University Honors and Scholars programs supporting well-rounded engineers
Mines offers 8 programs ranging from 45-year-old McBride Honors Program in Public Affairs to brand-new Future Energy Scholars Program

Students in the Thorson First Year Honors program participate in a design expo where teams demonstrate creative design concepts to address a real-world challenge.

By Cynthia Barnes, Special to Mines Magazine
At first glance, food, humor, the history of human thermodynamics and the philosophy of the Constitution seems to have little relevance to a STEM education, which historically focused on mastering the “hard sciences.”
However, this narrow focus often produced technically proficient yet insular engineers, less prepared to integrate their professional talents with the complex world around them.
In the late 1970s, Mines was one of the first institutions to take on the challenge of graduating students who were not only prepared to succeed in their chosen fields, but who were also equipped with an interdisciplinary, global education that would allow them to lead rich and rewarding lives both personally and professionally.
Today, Mines prepares undergraduate students through eight honors and scholars programs—including the Thorson and Grandey First-Year Honors, Undergraduate Research Scholars, Engineering Grand Challenges Scholars Program, Teach@Mines, Nationally Competitive Scholarships, and the brand-new Future Energy Scholars program.
These followed the signature student experience set by the McBride Honors Program in Public Affairs, which celebrated 45 years in 2024. Originally funded by the National Endowment for the Humanities, the program was a passion of then-Mines president Guy T. McBride and was renamed in his honor upon his retirement.
“I was a very junior member of that seven-member cadre of folks who envisioned this program,” recalled E. Dendy Sloan, university emeritus professor of chemical and biological engineering at Mines. “President McBride recognized that leading a good life required connecting with a broader context than technical engineering and science could provide.
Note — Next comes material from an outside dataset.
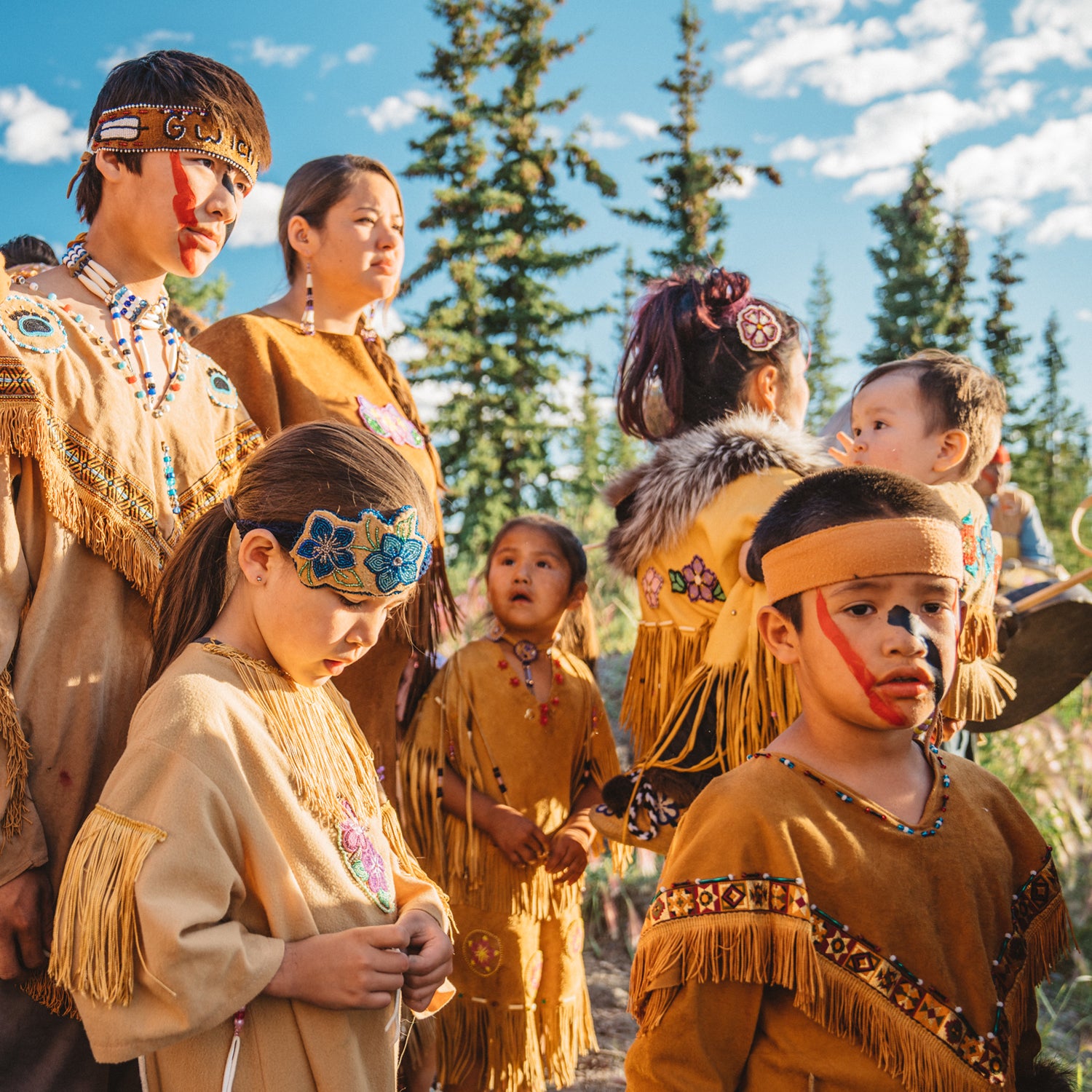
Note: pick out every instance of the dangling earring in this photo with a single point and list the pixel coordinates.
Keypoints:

It meant addressing larger human problems, ones that were not answered in the back of the book, such as the questions encountered in classic literature and the liberal arts.”
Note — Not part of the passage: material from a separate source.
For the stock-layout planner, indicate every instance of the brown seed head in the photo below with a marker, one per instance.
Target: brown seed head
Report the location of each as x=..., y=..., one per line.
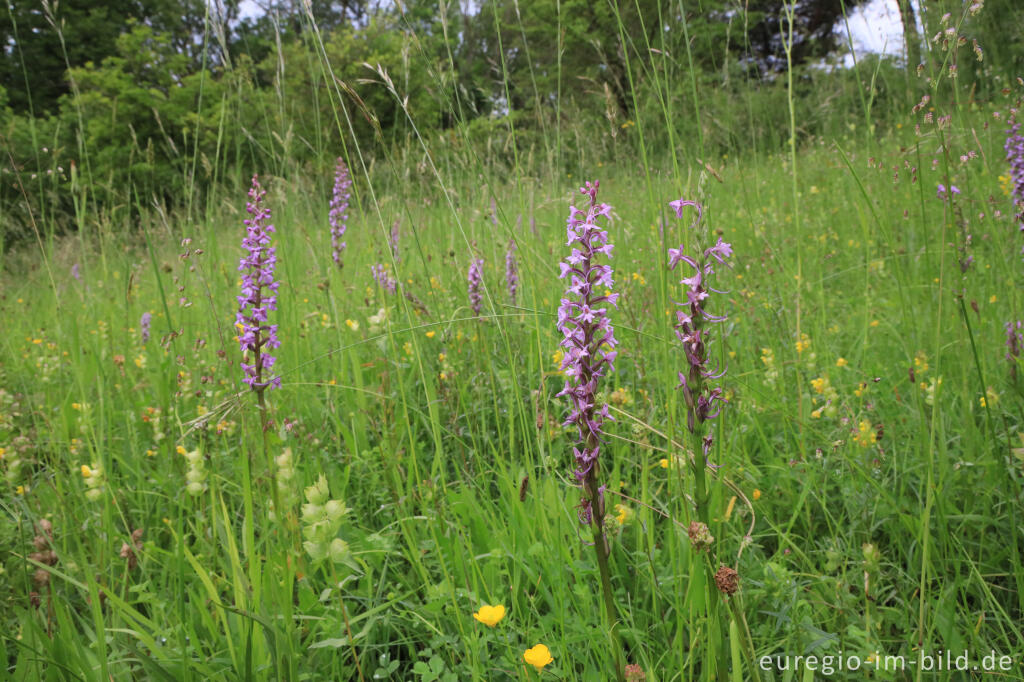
x=727, y=580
“It was a revolutionary concept at the time,” said Toni Lefton, assistant provost and executive director of the Honors and Scholars Programs. “President McBride wanted our graduates to be good global citizens, to explore culture and place beyond our own backyards, to understand policy, politics and public affairs through an interdisciplinary, humanities lens.”
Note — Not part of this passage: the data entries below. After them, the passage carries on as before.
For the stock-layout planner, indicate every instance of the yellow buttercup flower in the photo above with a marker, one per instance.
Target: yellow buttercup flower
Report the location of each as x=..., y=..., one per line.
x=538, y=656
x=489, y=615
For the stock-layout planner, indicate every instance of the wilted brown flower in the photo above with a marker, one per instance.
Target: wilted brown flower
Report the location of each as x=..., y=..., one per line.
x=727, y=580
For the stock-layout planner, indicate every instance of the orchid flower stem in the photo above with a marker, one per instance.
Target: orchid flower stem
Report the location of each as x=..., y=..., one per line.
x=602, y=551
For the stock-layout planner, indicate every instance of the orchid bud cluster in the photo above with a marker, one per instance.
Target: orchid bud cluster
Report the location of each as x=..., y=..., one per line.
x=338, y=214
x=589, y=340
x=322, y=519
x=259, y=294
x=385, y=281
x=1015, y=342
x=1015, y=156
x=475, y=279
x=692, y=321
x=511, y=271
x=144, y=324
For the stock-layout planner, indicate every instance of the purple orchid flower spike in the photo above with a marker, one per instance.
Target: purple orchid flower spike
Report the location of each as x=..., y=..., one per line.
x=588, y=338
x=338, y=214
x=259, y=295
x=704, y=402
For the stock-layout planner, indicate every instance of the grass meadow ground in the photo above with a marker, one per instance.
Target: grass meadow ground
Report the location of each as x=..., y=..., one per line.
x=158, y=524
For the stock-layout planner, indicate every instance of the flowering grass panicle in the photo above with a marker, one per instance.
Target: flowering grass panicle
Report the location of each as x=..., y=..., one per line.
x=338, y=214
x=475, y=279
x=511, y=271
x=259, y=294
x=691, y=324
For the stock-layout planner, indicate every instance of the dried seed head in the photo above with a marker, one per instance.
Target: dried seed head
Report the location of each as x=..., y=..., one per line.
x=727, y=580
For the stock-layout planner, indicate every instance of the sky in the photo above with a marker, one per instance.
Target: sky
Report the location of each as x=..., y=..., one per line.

The McBride Honors program has a long-established ethos of exploring the world and investigating the human condition. The program has evolved a vision for providing students with a holistic and humanistic education into a dynamic program for students and faculty to challenge the limitations of their perspectives and education.
“Every semester, I see how the transformative experiences our students and faculty have during their time in the program carry over into their various communities and other classes,” said Melanie Brandt, director of the McBride Honors program. “Not only do students report that McBride allows them to see the interconnectedness of knowledge in their education, but that it fundamentally expands their minds as they move through the world. Similarly, faculty have embraced the explorative and collaborative space of McBride to develop new pedagogical approaches and innovative courses that they bring back to enrich their home departments.”
“The McBride program gives students today an opportunity I didn’t have, to get a perspective on the world into which their new technologies and new learnings will apply,” said Bruce Henry ’61. Henry described his perspective on the world as “very shallow” before participating in the White House Fellows program in 1973, when he was working as an executive at Polaroid. “We traveled to South Africa, to Russia. It opened up my view of the world and what was going on in the world around me.” Henry thinks programs like McBride allow students to gain those experiences earlier in their professional lives and have an advantage when entering the workforce with those skills.
Current scholars agree. Emma Khorunzhy will graduate in spring 2025 with a minor in public affairs through McBride as well as having participated in the Teach@Mines and Undergraduate Research Scholars programs. She said the experiences have been invaluable. “These programs help develop other parts of people, how you communicate, write, think about the world and how you interact with other people,” she explained. “I really feel like it’s necessary that everyone has some experience that deviates from a strictly STEM education to really just develop themselves as people. And the honors programs really helped develop that.”
Julianne Stevens is a junior who has participated in the Grandey First-Years Honors program, McBride and the Grand Challenges Scholars program. She appreciates being involved in a community that is both supporting and challenging. Stevens has particularly enjoyed courses that examine modern America through a food and cultural lens or those that explore what humor shows about different societies and cultures around the world.
“[The programs have] given me a space to have really neat and more abstract conversations, as well as a place to explore the beauty of different parts of the world, in ways that it’s hard to hold time for,” she said. “I enjoy the way that I’m challenged to think in more of a literary rather than technical mindset and also encouraged to bring those kinds of knowledge together and have them turn into something else that’s new and exciting.”
From the flagship McBride Honors program to the newly launched Future Energy Scholars, Mines continues to lead the way in offering students experiences that will help them succeed long after their undergraduate days are behind them.